On the other hand, if we theoretically calculate this function we are left with:
When evaluating “x” between limits 4 and 0 we have:
As we can see, the result we obtained when applying the Monte Carlo method is very close to the theoretical one. Exercise 2:
We are now going to simulate the area of intersection between two known functions between the interval of x = 0 and x = 1, these functions being:
y= x2 and y= √x
As in the previous exercise, column A will be configured by random values of “x”, but this time we are not going to multiply these values by some number, since the interval that interests us goes from 0 to 1 and the values Random data generated by Excel assume precisely numbers between 0 and 1, so the formula for the first column will be: = RANDOM ().
Column b representing the function y=√x is made up of the square root of the random values found in column A.
In the same way, column B is made up of the values of column A squared in representation of the function y=x2, while column “D” are random values for “y”, which are the points green that are scattered throughout the total area box equal to (1) and are also precisely the points that we are going to buy with both functions to know if they are inside the intersection area or outside.
Column “E” is made up of two conditionals, which are to compare if the random values in column “D” are greater than y= x2 and less than y=√x, if so, we will know that those points random are within the intersection between both functions.

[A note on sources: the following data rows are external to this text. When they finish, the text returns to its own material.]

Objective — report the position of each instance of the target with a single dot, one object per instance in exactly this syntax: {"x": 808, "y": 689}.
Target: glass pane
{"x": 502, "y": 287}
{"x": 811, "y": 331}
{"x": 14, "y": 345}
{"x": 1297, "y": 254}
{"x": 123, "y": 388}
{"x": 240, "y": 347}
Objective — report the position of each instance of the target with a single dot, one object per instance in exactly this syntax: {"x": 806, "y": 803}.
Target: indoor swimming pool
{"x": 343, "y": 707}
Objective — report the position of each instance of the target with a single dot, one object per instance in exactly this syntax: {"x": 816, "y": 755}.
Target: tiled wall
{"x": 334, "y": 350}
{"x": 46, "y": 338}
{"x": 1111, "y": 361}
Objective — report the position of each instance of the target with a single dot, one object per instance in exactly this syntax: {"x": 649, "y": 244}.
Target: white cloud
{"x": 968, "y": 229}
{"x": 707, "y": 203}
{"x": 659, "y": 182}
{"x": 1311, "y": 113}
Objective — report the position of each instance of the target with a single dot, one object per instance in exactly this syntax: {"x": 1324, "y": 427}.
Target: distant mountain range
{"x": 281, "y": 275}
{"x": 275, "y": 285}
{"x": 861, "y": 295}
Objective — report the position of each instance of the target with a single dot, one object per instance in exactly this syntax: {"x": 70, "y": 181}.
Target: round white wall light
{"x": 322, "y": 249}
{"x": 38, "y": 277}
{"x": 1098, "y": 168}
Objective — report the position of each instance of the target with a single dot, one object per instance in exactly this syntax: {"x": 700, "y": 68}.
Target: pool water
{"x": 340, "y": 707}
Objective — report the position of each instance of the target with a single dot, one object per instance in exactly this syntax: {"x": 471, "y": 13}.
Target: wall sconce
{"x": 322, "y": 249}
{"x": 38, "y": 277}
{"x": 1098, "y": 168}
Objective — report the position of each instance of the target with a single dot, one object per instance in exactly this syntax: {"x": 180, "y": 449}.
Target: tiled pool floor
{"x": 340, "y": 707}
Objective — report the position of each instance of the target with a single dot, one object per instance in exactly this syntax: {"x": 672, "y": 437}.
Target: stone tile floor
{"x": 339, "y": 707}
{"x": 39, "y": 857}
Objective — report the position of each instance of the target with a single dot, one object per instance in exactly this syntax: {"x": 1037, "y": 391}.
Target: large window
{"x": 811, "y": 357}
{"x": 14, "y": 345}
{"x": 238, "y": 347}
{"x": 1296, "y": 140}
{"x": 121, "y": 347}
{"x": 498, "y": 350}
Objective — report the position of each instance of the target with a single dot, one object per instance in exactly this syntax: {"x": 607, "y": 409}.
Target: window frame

Cell D2 so that instead of throwing me “true” or “false” they give me some (1) or zeros (0), which are ultimately easier to count, for Excel purposes, I must express it as:
= - -Y(D2>C2;D2<B2)
The important thing here are those two signs (- -) that are in front of the “Y”.
Once our comparative column is converted to ones (1) for those points that fall within the two curves, we simply have to add the elements of column D, to know the number of points of interest.
The last cell in column “D” represents that sum, so again we must divide that number by the total points or the number of iterations of our sample, which as we already know is 1000 (because we established it that way) and this time instead After placing a counter, we only drag the values up to row 1001, since the first row is occupied by the indicators (in letters), which give an idea at a glance what that column contains.
Let’s then find the fraction that will indicate the percentage of points that remain within the intersection:
336/1000 = 0.336
To find the area between the two functions, we simply have to multiply this number by the total area of the sample, which in this case is one (1).
Intersection area = 0.336 x 1 = 0.336
It is important to take into account that every time we open Excel or manipulate any of the random columns, the values change, that is, it is almost certain that that value of 336 points that is at the intersection of the two functions, changes continuously, but always within a very acceptable range when calculating the area.
On the other hand, if we shade any of the columns with random values and press the F9 key, we can change those values at will.
The Monte Carlo method can be used to calculate the multiple integrals that are presented to us in probabilities and statistics, for example, the denominator of Bayes’ theorem becomes an integral when our sample values are too many, to calculate them easily and also, that integral can become complicated to calculate by the traditional method.
But it is not the only case, in the universe of probabilities we find endless integrals that can be difficult to calculate.
We now go to other types of statistical examples, in which we can use the Monte Carlo method and not precisely to calculate integrals.
The table below shows the probability distribution of the number of consultations a dentist has per working day, we are going to calculate the average of daily consultations using the Monte Carlo method.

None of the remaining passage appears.